Amorphous materials, which are characterized by disorder in three-dimensional space, present a unique challenge in analyzing the atomic arrangements and uncover the relationship between structure and properties. 

In a study published in Nature, a group of researchers from University of Chinese Academy of Sciences (UCAS) of the Chinese Academy of Sciences and Peking University (PKU), led by Prof. ZHOU Wu from UCAS and Profs. LIU Lei and CHEN Ji from PKU, has made a breakthrough in understanding the relationship between the structure of amorphous materials and their properties.

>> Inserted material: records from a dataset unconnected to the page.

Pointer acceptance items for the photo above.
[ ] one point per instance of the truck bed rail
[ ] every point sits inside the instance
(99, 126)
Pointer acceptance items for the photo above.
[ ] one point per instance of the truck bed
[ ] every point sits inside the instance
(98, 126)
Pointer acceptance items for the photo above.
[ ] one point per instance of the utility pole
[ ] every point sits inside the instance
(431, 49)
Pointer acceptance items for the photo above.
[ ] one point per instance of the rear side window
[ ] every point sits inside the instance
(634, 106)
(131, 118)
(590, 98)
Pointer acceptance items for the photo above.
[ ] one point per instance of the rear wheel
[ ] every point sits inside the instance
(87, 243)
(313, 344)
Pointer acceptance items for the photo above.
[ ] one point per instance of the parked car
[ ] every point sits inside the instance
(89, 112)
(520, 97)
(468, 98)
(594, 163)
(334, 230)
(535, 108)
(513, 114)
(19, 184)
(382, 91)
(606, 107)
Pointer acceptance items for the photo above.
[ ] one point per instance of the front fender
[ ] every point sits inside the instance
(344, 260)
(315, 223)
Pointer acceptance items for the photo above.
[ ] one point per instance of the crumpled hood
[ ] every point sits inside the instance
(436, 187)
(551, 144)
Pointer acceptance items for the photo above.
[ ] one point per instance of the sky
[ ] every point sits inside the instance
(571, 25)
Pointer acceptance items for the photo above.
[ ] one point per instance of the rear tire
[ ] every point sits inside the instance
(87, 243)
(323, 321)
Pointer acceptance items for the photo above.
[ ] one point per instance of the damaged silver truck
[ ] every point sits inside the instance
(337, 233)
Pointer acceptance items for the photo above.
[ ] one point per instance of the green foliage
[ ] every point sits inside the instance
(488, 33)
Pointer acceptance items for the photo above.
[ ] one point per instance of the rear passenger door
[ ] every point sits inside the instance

The study is the first to reveal the relationship between the atomic-scale structure and macroscopic properties in two-dimensional (2D) amorphous monolayer carbon (AMC) materials.  

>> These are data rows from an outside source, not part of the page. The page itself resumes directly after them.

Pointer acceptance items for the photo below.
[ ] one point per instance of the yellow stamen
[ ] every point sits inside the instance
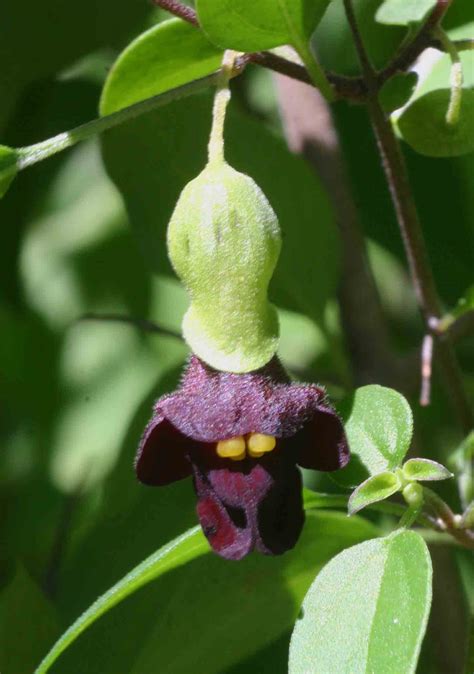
(233, 448)
(240, 457)
(259, 444)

The researchers first made use of the single-atom structural analysis sensitivity of low-voltage scanning transmission electron microscopy (STEM) to precisely determine the position of every carbon atom in the AMC materials and correlated the degree of structural disorders with conductivity of the materials with the help of theory. This will have implications for the future design and application of amorphous 2D materials.

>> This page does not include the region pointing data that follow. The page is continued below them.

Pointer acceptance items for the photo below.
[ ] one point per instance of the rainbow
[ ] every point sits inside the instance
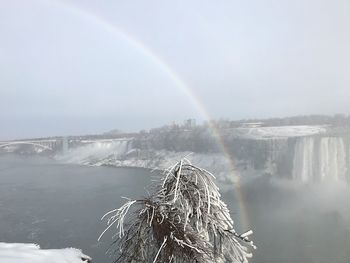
(166, 69)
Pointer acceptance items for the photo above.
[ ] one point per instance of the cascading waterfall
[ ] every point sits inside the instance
(96, 151)
(303, 159)
(320, 159)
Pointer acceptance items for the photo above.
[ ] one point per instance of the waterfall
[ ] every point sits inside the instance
(95, 151)
(320, 159)
(303, 159)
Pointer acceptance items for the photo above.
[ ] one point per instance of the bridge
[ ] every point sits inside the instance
(44, 144)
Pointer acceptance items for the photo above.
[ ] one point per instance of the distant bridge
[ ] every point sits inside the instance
(44, 144)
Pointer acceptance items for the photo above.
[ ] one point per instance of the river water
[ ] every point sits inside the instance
(58, 205)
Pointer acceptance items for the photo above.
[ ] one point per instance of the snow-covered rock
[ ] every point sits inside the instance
(31, 253)
(280, 131)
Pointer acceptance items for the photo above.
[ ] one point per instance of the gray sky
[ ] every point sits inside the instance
(81, 66)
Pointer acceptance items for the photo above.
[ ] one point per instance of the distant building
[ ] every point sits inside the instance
(190, 123)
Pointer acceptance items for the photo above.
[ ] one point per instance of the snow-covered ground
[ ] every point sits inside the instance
(280, 131)
(31, 253)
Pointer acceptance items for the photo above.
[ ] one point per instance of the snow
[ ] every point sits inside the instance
(281, 131)
(31, 253)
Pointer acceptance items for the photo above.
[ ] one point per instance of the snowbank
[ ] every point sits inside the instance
(280, 131)
(31, 253)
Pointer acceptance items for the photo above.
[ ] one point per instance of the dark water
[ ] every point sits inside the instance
(58, 205)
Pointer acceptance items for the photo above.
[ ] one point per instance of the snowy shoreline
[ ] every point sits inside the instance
(32, 253)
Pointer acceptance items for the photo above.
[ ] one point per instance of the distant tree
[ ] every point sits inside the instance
(184, 220)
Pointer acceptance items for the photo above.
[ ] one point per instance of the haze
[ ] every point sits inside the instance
(77, 67)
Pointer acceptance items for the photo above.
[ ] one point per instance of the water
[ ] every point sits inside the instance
(58, 205)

They then grew the AMC samples using a process called chemical vapor deposition on copper substrates, controlling the degree of structural disorder by manipulating the growth temperature. They found that the conductivity of the AMC materials can be adjusted up to one billion times by changing the growth temperature by just 25 degrees Celsius, highlighting the unique advantages of tuning the degree of disorder in 2D amorphous materials. This level of control over the conductivity of amorphous materials is unprecedented and will have implications for future electronic devices. 

To understand the structure-property relationships of AMC materials, the researchers combined advanced imaging techniques such as real-space atomic-resolution imaging and scanning nano-beam electron diffraction in low-voltage STEM to systematically investigate the structural disorder of a series of AMC materials across different scales.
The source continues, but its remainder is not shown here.